Top parking execs refuse to release salaries
Figures for president and VP censored on management list that city agency made public
The salaries of the two top players at the Toronto Parking Authority remain a secret despite all other senior executives voluntarily releasing their pay.
The parking authority released a list of salaries of senior management to the Star on Friday. The salaries of president Lorne Persiko and Marie Casista, vicepresident of real estate and marketing — both of whom are on paid leave pending an investigation into a questionable land deal — were censored.
“Where there are individuals for which the information is not provided, the individual did not give consent to disclose,” said a letter from the parking authority accompanying the list of salaries. The only information provided about Persiko’s remuneration is that he is afforded a leased vehicle.
Persiko and Casista were put on paid leave after a damning auditor general’s report in June concluded the parking authority was planning to overpay for a parcel of land in North York by more than $2.5 million.
The authority, which manages all Green P parking in Toronto, is under new direction from interim president Andy Koropeski. The board is now chaired by city manager Peter Wallace, who, in an extraordinary measure, was put in place by city council following the auditor’s report.
The Star has tried for more than a year to find out how much Persiko and other parking authority executives are paid, but the city agency hired an employment law firm and spent more than $5,000 to thwart those requests.
Typically, the salaries of heads of city agencies and corporations can be found on the province’s public sector salary (Sunshine) list. The parking authority is exempt, the city has said, because even though it collects hundreds of millions on behalf of the city, it receives no public funding.
In July, Mayor John Tory told the Star he believed the salaries should be public and asked staff to find a way to make that possible.
“All the money in the Toronto Parking Authority (TPA) is public money,” Tory told the Star then.
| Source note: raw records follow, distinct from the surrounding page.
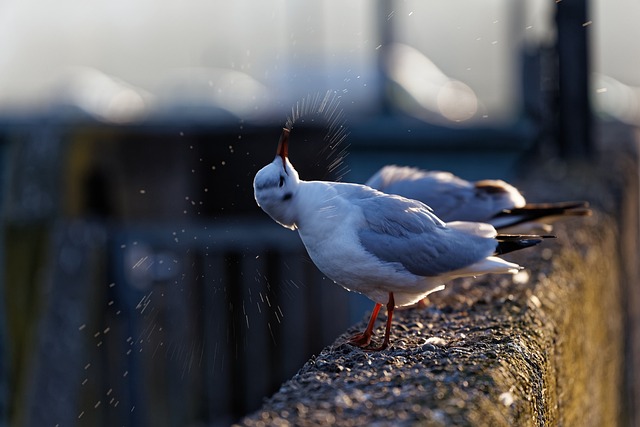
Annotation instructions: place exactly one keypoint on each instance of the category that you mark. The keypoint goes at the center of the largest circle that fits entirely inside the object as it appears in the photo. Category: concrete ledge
(545, 348)
(542, 351)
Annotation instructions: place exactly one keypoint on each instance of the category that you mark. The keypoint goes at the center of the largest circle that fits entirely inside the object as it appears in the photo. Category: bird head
(275, 185)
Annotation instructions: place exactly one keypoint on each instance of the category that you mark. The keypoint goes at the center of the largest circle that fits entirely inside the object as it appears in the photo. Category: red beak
(283, 147)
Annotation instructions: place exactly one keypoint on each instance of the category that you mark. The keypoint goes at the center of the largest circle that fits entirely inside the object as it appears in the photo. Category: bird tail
(513, 242)
(539, 211)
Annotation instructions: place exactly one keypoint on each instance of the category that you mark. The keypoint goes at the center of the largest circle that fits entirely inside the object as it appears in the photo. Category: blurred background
(141, 285)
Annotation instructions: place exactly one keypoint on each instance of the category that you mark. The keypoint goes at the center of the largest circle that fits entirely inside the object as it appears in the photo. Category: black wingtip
(513, 242)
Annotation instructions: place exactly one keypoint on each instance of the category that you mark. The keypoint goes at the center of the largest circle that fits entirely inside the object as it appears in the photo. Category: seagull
(455, 199)
(389, 248)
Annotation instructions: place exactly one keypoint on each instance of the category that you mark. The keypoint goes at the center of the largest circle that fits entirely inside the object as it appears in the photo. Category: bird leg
(362, 340)
(391, 304)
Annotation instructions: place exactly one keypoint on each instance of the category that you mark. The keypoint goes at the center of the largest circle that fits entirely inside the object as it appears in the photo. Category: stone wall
(552, 346)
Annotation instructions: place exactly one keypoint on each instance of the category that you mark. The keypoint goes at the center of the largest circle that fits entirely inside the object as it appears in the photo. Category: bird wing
(405, 231)
(451, 197)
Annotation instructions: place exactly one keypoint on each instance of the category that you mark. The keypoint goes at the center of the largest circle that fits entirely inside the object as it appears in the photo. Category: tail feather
(537, 211)
(513, 242)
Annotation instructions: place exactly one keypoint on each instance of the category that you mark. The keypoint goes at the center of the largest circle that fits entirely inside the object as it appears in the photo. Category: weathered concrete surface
(544, 348)
(485, 352)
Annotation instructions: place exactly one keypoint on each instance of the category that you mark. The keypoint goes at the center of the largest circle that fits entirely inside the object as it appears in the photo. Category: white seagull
(392, 249)
(455, 199)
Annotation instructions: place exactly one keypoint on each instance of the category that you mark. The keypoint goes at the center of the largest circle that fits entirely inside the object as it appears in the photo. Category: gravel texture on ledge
(542, 348)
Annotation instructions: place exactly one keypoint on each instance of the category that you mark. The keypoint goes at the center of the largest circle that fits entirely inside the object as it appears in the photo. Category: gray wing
(451, 197)
(407, 232)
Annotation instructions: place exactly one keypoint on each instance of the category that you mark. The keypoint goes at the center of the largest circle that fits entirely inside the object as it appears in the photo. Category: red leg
(391, 304)
(362, 340)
Persiko did not return a request for comment Friday. Casista’s husband, Real Casista, told the Star on Friday that her salary was “personal information.”
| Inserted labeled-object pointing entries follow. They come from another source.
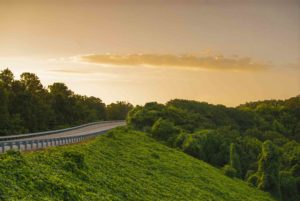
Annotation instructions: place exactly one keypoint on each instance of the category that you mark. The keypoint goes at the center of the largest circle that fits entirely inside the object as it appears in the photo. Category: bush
(75, 158)
(164, 130)
(288, 186)
(229, 171)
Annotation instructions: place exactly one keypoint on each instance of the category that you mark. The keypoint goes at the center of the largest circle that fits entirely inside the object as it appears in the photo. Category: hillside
(121, 165)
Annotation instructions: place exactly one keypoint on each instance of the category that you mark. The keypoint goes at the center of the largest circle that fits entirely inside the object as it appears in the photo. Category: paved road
(56, 138)
(104, 126)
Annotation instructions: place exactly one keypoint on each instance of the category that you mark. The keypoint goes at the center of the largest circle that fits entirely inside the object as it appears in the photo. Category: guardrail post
(30, 142)
(25, 145)
(10, 146)
(2, 147)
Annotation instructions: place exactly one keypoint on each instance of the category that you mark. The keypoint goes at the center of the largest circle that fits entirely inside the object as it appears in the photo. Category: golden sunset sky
(219, 51)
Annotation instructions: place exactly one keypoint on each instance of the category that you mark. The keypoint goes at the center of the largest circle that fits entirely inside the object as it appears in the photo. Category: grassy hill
(121, 165)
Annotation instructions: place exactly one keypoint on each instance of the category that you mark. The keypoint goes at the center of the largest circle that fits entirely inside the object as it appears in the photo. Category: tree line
(27, 106)
(257, 142)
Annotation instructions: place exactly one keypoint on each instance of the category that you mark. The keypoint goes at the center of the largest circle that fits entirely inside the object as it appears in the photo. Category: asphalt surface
(80, 131)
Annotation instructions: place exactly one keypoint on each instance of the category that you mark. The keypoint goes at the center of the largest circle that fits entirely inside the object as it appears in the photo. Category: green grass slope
(120, 165)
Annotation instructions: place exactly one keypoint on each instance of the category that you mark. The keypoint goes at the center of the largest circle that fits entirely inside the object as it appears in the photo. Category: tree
(7, 78)
(268, 169)
(235, 160)
(118, 110)
(4, 115)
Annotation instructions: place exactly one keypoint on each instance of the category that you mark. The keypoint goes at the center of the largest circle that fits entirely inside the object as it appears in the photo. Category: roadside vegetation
(255, 142)
(27, 106)
(120, 165)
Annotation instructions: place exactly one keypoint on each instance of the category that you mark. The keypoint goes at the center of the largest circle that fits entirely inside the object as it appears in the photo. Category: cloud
(217, 62)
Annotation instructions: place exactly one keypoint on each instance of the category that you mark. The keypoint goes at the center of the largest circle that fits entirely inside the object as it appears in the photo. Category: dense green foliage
(27, 106)
(120, 165)
(238, 140)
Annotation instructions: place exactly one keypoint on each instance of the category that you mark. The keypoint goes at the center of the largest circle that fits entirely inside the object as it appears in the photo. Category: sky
(219, 51)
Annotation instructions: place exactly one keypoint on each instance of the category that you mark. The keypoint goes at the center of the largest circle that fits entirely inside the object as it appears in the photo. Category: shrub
(164, 130)
(229, 171)
(288, 186)
(74, 157)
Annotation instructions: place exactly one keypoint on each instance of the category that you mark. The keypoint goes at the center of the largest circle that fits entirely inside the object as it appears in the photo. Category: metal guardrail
(21, 136)
(24, 145)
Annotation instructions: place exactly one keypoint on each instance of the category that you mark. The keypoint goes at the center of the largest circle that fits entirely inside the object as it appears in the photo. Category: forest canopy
(257, 142)
(27, 106)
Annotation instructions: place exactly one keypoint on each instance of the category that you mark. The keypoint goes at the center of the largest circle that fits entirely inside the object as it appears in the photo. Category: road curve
(100, 127)
(42, 140)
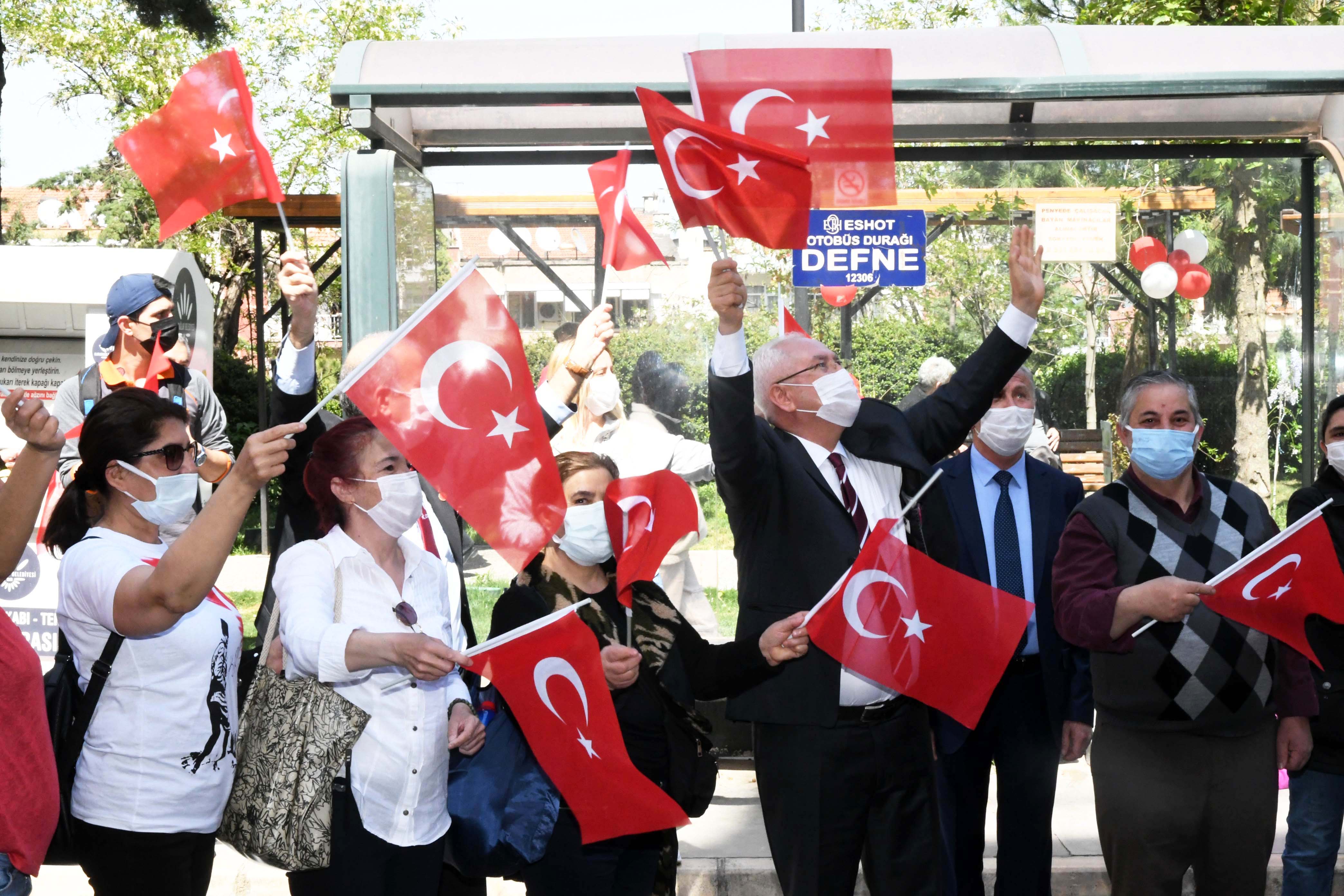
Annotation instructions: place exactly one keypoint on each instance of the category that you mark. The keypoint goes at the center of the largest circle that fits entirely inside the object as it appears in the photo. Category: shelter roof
(1033, 82)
The following annual base salaries and taxable benefits for 2016 were released by the authority Friday:
Andy Koropeski, vice-president of operations: $203,310; $2,230
Robin Oliphant, vice-president of finance: $203,310; $2,595
Remy Iomanaco, vice-president of design and construction: $203,310; $2,230
Ian Maher, vice-president of stra- tegic planning and IT: $203,310; $2,230
Michael Konikoff, head of marketing: $185,000
Arlene Yam Fritz, head of human resources: $185,000
More than a year ago, the Star filed an access-to-information request for the salaries of Persiko and the other top executives. The request was rejected by the parking authority on the grounds that salaries were “employment-related matters.”
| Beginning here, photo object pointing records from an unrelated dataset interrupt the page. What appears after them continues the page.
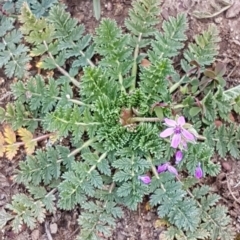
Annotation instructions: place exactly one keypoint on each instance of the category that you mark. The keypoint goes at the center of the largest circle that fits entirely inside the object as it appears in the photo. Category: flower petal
(198, 172)
(181, 121)
(145, 179)
(162, 168)
(170, 122)
(172, 170)
(176, 140)
(189, 136)
(178, 156)
(167, 132)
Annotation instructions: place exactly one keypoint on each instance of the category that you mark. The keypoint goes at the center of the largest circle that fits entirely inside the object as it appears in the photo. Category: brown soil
(143, 224)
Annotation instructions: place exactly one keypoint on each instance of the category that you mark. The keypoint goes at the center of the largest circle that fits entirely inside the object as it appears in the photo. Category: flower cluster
(178, 132)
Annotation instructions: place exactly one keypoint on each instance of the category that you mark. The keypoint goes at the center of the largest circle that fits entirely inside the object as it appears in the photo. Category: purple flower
(167, 167)
(178, 156)
(179, 134)
(162, 168)
(145, 179)
(198, 171)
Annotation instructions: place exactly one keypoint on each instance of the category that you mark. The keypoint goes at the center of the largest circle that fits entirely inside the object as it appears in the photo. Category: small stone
(35, 234)
(53, 228)
(234, 10)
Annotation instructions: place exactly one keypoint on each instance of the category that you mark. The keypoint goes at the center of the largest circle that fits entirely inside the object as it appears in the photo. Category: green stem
(120, 78)
(154, 170)
(176, 85)
(134, 68)
(142, 119)
(103, 156)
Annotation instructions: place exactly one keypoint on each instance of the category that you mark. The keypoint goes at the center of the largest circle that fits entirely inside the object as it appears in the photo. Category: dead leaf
(10, 138)
(27, 138)
(234, 10)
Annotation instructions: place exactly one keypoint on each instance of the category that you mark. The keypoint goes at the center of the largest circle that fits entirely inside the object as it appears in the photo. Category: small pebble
(35, 234)
(53, 228)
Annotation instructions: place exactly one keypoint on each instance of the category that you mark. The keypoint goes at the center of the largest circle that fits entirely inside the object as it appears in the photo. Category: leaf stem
(176, 85)
(143, 119)
(86, 144)
(134, 68)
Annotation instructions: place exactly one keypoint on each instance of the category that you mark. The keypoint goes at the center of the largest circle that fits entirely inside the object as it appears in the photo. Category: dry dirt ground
(144, 224)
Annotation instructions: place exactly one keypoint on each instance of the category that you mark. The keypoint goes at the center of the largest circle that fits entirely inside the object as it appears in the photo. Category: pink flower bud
(162, 168)
(198, 171)
(178, 156)
(172, 170)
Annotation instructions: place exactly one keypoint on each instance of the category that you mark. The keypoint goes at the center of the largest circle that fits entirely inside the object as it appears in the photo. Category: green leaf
(2, 114)
(97, 9)
(232, 93)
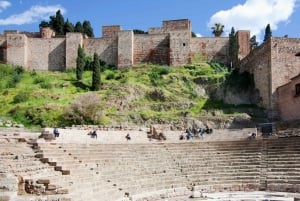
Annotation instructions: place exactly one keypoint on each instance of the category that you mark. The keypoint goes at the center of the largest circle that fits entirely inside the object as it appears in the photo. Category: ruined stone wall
(17, 49)
(152, 48)
(285, 64)
(180, 47)
(3, 54)
(46, 54)
(209, 49)
(177, 24)
(125, 49)
(110, 31)
(258, 63)
(106, 48)
(288, 102)
(244, 43)
(73, 40)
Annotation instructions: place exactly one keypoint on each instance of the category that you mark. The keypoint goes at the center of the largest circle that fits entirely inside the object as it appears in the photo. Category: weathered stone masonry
(273, 63)
(170, 44)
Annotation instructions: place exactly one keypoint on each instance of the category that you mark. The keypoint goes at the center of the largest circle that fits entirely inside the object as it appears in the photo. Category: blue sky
(282, 15)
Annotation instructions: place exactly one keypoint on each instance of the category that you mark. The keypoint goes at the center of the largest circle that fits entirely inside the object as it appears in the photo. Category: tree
(96, 80)
(218, 29)
(68, 27)
(268, 33)
(80, 63)
(87, 29)
(253, 43)
(44, 24)
(233, 47)
(78, 27)
(57, 23)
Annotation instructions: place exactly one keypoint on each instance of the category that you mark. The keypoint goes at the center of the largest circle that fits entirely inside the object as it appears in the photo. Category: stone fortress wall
(170, 44)
(272, 64)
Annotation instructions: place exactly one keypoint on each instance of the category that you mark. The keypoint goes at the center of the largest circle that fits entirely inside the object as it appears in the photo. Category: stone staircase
(22, 172)
(174, 169)
(76, 167)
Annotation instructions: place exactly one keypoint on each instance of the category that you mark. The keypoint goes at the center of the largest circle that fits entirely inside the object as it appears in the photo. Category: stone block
(43, 181)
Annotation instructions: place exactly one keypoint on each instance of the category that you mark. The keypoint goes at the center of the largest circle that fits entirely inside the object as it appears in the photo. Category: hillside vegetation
(143, 94)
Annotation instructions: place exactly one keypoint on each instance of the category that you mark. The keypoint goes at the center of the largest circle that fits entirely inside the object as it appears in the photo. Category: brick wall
(180, 47)
(288, 101)
(244, 42)
(125, 49)
(73, 40)
(177, 24)
(110, 31)
(152, 48)
(17, 49)
(213, 48)
(273, 64)
(3, 54)
(46, 54)
(258, 63)
(106, 48)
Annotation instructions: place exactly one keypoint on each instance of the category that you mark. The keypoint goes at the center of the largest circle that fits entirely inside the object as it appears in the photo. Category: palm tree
(218, 29)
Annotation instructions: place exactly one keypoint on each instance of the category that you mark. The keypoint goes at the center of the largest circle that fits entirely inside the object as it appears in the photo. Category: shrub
(46, 85)
(21, 97)
(86, 109)
(157, 95)
(110, 75)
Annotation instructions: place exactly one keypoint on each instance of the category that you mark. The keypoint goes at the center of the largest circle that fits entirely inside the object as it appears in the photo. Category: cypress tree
(87, 29)
(78, 27)
(233, 47)
(80, 63)
(268, 33)
(96, 81)
(57, 23)
(68, 27)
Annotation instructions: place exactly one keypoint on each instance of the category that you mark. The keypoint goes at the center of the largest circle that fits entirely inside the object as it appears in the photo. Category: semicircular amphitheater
(221, 166)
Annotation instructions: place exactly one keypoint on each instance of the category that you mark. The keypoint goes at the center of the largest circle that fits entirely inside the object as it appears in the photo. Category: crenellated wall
(46, 54)
(288, 100)
(17, 49)
(170, 44)
(258, 63)
(3, 48)
(73, 40)
(273, 64)
(208, 49)
(125, 49)
(151, 48)
(106, 48)
(180, 47)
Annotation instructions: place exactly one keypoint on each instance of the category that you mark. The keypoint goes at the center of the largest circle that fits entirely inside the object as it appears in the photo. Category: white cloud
(254, 15)
(34, 14)
(4, 5)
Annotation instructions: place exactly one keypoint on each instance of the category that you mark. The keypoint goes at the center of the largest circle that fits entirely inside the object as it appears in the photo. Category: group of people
(190, 133)
(251, 136)
(93, 134)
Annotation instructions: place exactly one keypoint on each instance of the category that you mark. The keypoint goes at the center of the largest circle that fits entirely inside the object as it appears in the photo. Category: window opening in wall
(297, 89)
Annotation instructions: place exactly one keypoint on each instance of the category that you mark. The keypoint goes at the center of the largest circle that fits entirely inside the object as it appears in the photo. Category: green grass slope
(135, 95)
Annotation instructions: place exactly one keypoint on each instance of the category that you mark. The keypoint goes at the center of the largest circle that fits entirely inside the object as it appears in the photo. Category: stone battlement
(170, 44)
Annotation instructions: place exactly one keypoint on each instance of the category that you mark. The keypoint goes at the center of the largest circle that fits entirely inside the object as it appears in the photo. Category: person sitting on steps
(128, 137)
(56, 132)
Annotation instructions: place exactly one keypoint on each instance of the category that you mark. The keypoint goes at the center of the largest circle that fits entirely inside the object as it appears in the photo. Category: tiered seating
(283, 160)
(17, 159)
(165, 170)
(142, 168)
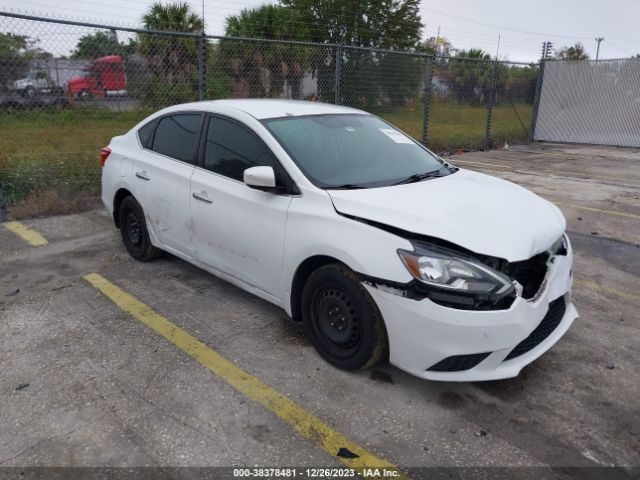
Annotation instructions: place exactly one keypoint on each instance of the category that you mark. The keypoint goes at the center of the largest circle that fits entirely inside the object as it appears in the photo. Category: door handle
(142, 175)
(202, 196)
The Star appealed that request to the province’s information commissioner and a decision is expected in the fall. (A subsequent access-toinformation request revealed the authority spent $5,346 in legal fees fighting the appeal.)
In the meantime, the authority released the above salaries voluntarily.
Auditor General Beverly Romeo-Beehler released her report in June about the now-cancelled land deal. It followed a10-month investigation by her office after concerns were raised by authority board member John Filion about a land deal at Finch Ave. W., and Arrow Rd., near Hwy. 400.
Romeo-Beehler’s report found the parking authority would have overpaid for the nearly two-hectare parcel by $2.63 million.
The deal, she told council, resulted from a “hairball” of relationships and potential conflicts involving Councillor Giorgio Mammoliti, the Emery Village BIA, a lobbyist working for the BIA, the TPA executives and a sign consultant working for the TPA.